预训练模型的全流程优化FasterERNIE

转载自AI Studio

标题 项目链接 https://aistudio.baidu.com/aistudio/projectdetail/3200308

近几年NLP Transformer类的模型发展迅速,各个NLP的基础技术和核心应用的核心技术基本上都被Transformer类的核心技术所替换。 学术上,目前各个NLP任务领域的SOTA效果基本都是由Transformer类刷新,但在落地应用上还面临上线困难的问题。 Transformer类文本预处理部分,主要存在以下两个因素影响Transformer训推一体的部署:

  • 文本预处理部分逻辑复杂,C++端需要重新开发,成本高。 训练侧多为Python实现,进行产业级部署时需要重新进行迁移与对齐,目前业界缺少通用且高效的C++参考实现。
  • 文本预处理效率Python实现与C++实现存在数量级上的差距,对产业实践场景有较大的价值。 在服务部署时Tokenizer的性能也是推动NLP相关模型的一个性能瓶颈,尤其是小型化模型部署如ERNIE-Tiny等,文本预处理耗时占总体预测时间高达30%。
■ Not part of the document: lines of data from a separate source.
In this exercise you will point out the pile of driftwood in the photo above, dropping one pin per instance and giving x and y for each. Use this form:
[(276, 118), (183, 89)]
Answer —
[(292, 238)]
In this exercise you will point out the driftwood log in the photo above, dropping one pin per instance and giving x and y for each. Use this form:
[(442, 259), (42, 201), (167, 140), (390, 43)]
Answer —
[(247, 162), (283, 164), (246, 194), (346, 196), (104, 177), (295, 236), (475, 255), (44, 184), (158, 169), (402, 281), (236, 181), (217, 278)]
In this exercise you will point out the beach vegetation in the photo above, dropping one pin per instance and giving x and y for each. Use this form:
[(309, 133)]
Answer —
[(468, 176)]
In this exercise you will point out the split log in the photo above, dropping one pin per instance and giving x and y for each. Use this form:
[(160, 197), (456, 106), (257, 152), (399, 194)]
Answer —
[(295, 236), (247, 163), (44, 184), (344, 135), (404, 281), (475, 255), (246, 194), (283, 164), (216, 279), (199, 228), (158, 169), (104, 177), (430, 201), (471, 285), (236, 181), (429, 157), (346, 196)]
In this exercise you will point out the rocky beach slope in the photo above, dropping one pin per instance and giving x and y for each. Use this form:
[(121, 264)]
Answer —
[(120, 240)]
基于以上两点原因,我们将常用预训练模型的文本预处理部分内置成Paddle底层算子——FasterTokenizer。 FasterTokenizer底层为C++实现,同时提供了python接口调用。其可以将文本转化为模型数值化输入。 同时,用户可以将其导出为模型的一部分,直接用于部署推理。实现了预训练模型包含高性能文本处理训推一体开发体验。

为了更好地实现预训练模型训推一体化,我们将FasterTokenizer内置到预训练模型ERNIE中,使模型计算图包含了高性能文本处理算子,在文本领域任务上提供了更加简洁易用的训推一体开发体验,同时Python部署具备更快的推理性能。 同时,FasterERNIE基于Paddle 2.2的Fused TransformerEncoder API功能,可以在NVDIA GPU上提供更快的训练与推理优化。


Tokenizer性能对比

本项目源代码全部开源在 PaddleNLP 中。

如果对您有帮助,欢迎⭐️ star⭐️收藏一下,不易走丢哦! 链接指路:https://github.com/PaddlePaddle/PaddleNLP


文本处理算子FasterTokenizer

目前文本处理算子FasterTokenizer在PaddleNLP 2.2版本中有相应的实现。首先,我们需要安装paddlenlp 2.2版本以上。
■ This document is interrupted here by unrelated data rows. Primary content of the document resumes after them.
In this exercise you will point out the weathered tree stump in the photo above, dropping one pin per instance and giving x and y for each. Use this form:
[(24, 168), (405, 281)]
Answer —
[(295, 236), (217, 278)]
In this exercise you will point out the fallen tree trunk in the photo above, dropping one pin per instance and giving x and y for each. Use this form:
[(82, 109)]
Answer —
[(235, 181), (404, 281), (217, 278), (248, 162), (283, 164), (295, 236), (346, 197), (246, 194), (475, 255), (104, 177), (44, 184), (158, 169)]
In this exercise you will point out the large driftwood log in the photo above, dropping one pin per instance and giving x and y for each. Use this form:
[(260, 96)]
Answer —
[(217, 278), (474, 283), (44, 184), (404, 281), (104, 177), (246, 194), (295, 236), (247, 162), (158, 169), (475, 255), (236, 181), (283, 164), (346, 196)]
!pip install --upgrade paddlenlp -i https://pypi.tuna.tsinghua.edu.cn/simple
# !pip install --upgrade numpy -i https://pypi.tuna.tsinghua.edu.cn/simple
import numpy
numpy.__version__
'1.19.5'

PaddleNLP 2.2版本提供了FasterTokenizer python API接口。
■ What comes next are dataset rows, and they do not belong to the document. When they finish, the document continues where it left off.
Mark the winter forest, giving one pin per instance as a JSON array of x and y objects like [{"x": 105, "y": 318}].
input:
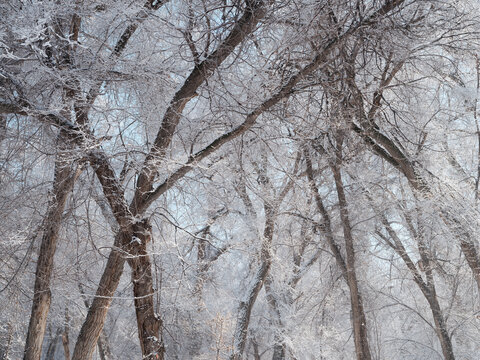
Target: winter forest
[{"x": 239, "y": 179}]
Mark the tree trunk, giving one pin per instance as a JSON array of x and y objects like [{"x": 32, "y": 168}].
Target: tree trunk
[
  {"x": 65, "y": 174},
  {"x": 359, "y": 319},
  {"x": 427, "y": 287},
  {"x": 93, "y": 324},
  {"x": 149, "y": 324},
  {"x": 246, "y": 306}
]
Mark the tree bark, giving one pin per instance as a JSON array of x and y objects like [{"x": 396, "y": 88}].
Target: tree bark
[
  {"x": 347, "y": 267},
  {"x": 359, "y": 319},
  {"x": 149, "y": 324},
  {"x": 246, "y": 306},
  {"x": 427, "y": 287},
  {"x": 65, "y": 173}
]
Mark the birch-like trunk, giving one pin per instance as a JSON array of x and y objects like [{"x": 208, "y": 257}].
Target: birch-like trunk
[{"x": 65, "y": 173}]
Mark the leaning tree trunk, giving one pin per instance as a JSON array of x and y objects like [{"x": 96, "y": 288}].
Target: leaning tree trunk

支持模型FasterTokenizer API Usage
ERNIE, ChineseFasterTokenizer.from_pretrained("ernie-1.0")
ERNIE 2.0 Base, EnglishFasterTokenizer.from_pretrained("ernie-2.0-en")
ERNIE 2.0 Large, EnglishFasterTokenizer.from_pretrained("ernie-2.0-large-en")
BERT-Base, UncasedFasterTokenizer.from_pretrained("bert-base-uncased")
BERT-Large, UncasedFasterTokenizer.from_pretrained("bert-large-uncased")
BERT-base, CasedFasterTokenizer.from_pretrained("bert-base-cased")
BERT-Large, CasedFasterTokenizer.from_pretrained("bert-large-cased")
BERT-Base, Multilingual CasedFasterTokenizer.from_pretrained("bert-base-multilingual-cased")
BERT-Base, ChineseFasterTokenizer.from_pretrained("bert-base-chinese")
BERT-Base (Whole Word Masking), ChineseFasterTokenizer.from_pretrained("bert-wwm-chinese")
BERT-Base ((Whole Word Masking, EXT Data), ChineseFasterTokenizer.from_pretrained("bert-wwm-ext-chinese")
RoBERTa-Base (Whole Word Masking, EXT Data), ChineseFasterTokenizer.from_pretrained("roberta-wwm-ext")
RoBERTa-Large (Whole Word Masking, EXT Data), ChineseFasterTokenizer.from_pretrained("roberta-wwm-ext-large")
import time

import numpy as np
import paddlenlp
from paddlenlp.transformers import ErnieTokenizer
from paddlenlp.experimental import FasterTokenizer
from paddlenlp.experimental import to_tensor


# ERNIE Tokenizer using PaddleNLP 2.2 FasterTokenizer
faster_tokenizer = FasterTokenizer.from_pretrained("ernie-1.0")
# PaddleNLP 2.1 ErnieTokenizer
tokenizer = ErnieTokenizer.from_pretrained("ernie-1.0")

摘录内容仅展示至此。